Key provisions (selected/high-impact)
- Trigger thresholds: employers must develop heat-mitigation programs when worksite conditions reach or exceed 80°F; cold-mitigation programs when conditions are 60°F or less.
- Written heat program must address external risk factors, work-process controls, education/training, thermometer use (employers must display a working thermometer for each worksite/vehicle), PPE location and use, emergency response, and annual updates.
- Drinking water: free access as close as practicable; if not continuously supplied, provide at least 1 quart per hour per employee at shift start; employers must encourage frequent drinking.
- Preventative cool-down rests: minimum 10-minute cool-downs (in addition to travel time to cool area); mandatory not to order employees back to work while symptomatic; when coinciding with unpaid breaks, the cool-down rest is compensable work time.
- Monitoring: use a globe thermometer (must be exposed to radiant heat when measured); implement heat stress plans above 80°F; immediate first aid if symptoms reported.
- Shade requirements: access to shade when >80°F or on employee request; shade sized to allow 4 sq ft per resting employee; shade must not be cooler than worksite.
- PPE: provided at no cost; used when engineering/administrative controls do not reduce temperature below 87°F unless infeasible.
- Vehicle worksites: employees spending >60 minutes/day in vehicles must have adequate air conditioning maintained to keep temps <80°F.
- Acclimatization: phased exposure limits — start at 20% of normal hot-environment duration on day one, increase ~20% daily over 7–14 days; similar phased return after >7 days absence.
- High-heat procedures: at ≥90°F or during heat waves, additional rest/monitoring requirements; at ≥100°F, 10-minute rest every hour and close monitoring.

Who is affected
- Employers with indoor/outdoor worksites in Arizona and their employees (particularly outdoor labor, vehicle-based workers, and employees wearing PPE).
- Occupational health and safety compliance programs and possibly workers’ compensation systems.

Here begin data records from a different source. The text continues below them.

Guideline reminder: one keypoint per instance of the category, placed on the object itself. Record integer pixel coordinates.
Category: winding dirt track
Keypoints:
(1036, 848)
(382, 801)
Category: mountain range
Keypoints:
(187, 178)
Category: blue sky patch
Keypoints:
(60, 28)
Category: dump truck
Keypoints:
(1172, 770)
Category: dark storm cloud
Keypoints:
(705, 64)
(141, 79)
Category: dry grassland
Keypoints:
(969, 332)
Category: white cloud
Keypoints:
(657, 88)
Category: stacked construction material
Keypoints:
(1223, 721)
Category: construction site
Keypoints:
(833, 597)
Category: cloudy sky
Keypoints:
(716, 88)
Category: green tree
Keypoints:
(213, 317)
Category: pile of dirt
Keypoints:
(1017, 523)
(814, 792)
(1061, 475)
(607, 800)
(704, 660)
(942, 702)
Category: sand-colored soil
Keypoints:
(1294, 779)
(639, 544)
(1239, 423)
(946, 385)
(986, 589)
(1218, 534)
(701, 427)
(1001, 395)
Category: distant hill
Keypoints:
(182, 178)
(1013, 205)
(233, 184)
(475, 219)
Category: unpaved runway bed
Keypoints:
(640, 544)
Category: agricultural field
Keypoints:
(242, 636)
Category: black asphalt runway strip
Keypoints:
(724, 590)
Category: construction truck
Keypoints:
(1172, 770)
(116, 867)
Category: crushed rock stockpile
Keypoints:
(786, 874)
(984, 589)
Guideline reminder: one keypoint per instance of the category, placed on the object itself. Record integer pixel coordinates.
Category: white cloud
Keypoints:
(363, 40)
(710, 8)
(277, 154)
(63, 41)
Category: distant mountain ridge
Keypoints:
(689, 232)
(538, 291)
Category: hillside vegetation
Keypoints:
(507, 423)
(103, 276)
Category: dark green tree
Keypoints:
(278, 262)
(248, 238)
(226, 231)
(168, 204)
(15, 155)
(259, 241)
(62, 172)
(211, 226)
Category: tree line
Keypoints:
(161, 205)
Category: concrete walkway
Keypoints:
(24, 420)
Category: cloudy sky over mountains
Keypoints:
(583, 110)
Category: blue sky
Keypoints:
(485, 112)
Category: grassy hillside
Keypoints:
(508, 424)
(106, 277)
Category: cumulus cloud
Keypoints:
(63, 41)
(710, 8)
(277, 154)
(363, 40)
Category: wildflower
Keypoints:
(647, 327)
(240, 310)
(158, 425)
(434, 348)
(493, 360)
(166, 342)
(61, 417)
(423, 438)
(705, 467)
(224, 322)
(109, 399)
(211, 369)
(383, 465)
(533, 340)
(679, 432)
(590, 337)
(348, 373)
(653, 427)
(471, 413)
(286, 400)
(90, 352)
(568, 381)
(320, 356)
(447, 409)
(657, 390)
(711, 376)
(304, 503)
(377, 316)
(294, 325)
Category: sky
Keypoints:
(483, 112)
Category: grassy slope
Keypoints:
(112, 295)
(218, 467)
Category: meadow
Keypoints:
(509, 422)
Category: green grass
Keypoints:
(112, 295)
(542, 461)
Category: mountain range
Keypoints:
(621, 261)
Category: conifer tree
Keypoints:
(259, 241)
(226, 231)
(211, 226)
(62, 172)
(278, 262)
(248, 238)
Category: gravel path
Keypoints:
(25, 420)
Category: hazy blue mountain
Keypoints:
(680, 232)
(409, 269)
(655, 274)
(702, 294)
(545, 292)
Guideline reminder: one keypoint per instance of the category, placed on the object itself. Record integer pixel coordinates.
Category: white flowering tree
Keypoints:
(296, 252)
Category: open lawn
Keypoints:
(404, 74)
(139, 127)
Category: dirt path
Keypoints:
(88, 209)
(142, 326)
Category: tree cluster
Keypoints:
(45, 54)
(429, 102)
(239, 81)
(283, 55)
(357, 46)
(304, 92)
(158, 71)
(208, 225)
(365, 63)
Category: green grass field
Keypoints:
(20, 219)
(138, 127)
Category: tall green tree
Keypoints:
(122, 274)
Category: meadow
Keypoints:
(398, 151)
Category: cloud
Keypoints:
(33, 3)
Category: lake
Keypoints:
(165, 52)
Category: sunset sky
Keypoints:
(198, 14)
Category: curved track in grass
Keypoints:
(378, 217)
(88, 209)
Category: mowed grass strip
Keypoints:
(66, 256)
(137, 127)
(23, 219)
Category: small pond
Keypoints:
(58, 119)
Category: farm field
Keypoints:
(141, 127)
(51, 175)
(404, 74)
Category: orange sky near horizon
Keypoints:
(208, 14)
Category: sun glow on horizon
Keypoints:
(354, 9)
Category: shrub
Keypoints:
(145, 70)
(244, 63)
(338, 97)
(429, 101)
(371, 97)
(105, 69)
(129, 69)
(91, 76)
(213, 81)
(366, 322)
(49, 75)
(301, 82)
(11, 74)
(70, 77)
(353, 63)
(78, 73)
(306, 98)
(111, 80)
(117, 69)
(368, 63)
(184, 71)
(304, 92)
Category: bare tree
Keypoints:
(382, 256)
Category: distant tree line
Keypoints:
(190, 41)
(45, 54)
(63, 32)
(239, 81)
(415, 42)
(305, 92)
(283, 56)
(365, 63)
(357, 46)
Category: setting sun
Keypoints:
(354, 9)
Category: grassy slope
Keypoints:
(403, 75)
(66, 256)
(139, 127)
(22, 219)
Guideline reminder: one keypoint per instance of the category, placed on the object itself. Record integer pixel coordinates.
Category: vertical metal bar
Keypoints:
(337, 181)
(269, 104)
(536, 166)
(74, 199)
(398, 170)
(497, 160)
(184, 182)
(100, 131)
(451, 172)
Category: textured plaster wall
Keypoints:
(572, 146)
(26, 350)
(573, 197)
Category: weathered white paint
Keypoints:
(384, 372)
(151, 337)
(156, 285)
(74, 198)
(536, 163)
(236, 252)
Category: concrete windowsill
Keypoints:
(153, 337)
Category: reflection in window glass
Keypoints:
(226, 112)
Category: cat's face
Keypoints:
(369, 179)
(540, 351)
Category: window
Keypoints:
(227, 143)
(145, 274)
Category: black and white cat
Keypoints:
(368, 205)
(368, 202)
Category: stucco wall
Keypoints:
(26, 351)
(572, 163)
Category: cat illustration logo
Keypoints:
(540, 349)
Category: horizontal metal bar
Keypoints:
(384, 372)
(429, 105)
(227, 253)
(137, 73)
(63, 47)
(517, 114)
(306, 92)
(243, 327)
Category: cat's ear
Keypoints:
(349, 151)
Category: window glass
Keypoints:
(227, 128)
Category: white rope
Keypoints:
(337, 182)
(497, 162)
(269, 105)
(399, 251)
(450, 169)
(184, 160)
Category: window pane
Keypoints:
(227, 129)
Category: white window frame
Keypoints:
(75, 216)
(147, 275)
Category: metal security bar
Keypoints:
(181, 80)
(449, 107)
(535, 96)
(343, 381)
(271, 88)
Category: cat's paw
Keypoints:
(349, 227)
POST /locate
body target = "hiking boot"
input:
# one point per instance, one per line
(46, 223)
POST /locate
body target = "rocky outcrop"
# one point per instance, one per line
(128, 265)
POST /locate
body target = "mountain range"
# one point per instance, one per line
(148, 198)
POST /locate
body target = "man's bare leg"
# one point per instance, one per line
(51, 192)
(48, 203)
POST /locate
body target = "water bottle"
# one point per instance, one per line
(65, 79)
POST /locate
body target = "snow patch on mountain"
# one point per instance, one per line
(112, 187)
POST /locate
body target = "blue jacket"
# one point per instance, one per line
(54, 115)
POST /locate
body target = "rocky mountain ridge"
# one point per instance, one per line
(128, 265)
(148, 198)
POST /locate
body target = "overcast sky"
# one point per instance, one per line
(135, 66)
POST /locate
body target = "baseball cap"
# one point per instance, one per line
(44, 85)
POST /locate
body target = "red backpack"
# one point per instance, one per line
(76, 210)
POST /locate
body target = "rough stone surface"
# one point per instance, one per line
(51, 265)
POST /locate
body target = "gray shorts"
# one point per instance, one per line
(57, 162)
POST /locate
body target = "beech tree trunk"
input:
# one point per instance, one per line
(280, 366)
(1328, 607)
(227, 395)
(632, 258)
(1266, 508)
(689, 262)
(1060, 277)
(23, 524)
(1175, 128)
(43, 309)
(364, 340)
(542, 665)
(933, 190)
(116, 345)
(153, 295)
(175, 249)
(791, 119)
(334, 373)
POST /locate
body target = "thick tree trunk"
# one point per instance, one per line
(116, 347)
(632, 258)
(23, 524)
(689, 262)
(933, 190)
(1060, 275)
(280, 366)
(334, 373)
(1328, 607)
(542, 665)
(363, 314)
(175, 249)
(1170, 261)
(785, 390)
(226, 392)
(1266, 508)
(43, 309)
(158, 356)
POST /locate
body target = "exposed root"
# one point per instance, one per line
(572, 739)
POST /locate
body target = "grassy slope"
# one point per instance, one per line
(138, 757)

Procedural/timeline aspects and likely impacts
- Employers must develop and annually update written programs and adopt physical controls (thermometers, shade, water).
- Could increase employer compliance costs (equipment, rest scheduling, training) but aims to reduce heat/cold illness incidents and related worker injuries.

3) Miscellaneous fragments (Hawaii technology grants; legislative action logs)

  • The file also includes a short summary snippet about Hawaii grant programs (amending caps and eligible expenses for the Hawaii Technology Development Corp programs) and a lengthy, mixed legislative action history from multiple jurisdictions. These appear unrelated to the two main bills summarized above.

If you want: I can
- Produce a focused, expanded one-page summary for either the Election Website SB 1330 (Illinois) or the Workplace Temperatures SB 1330 (Arizona).
- Extract likely compliance steps, implementation timelines, and estimated administrative impacts for local election offices or employers.

Compiled from official sources — confirm details with the bill’s official record.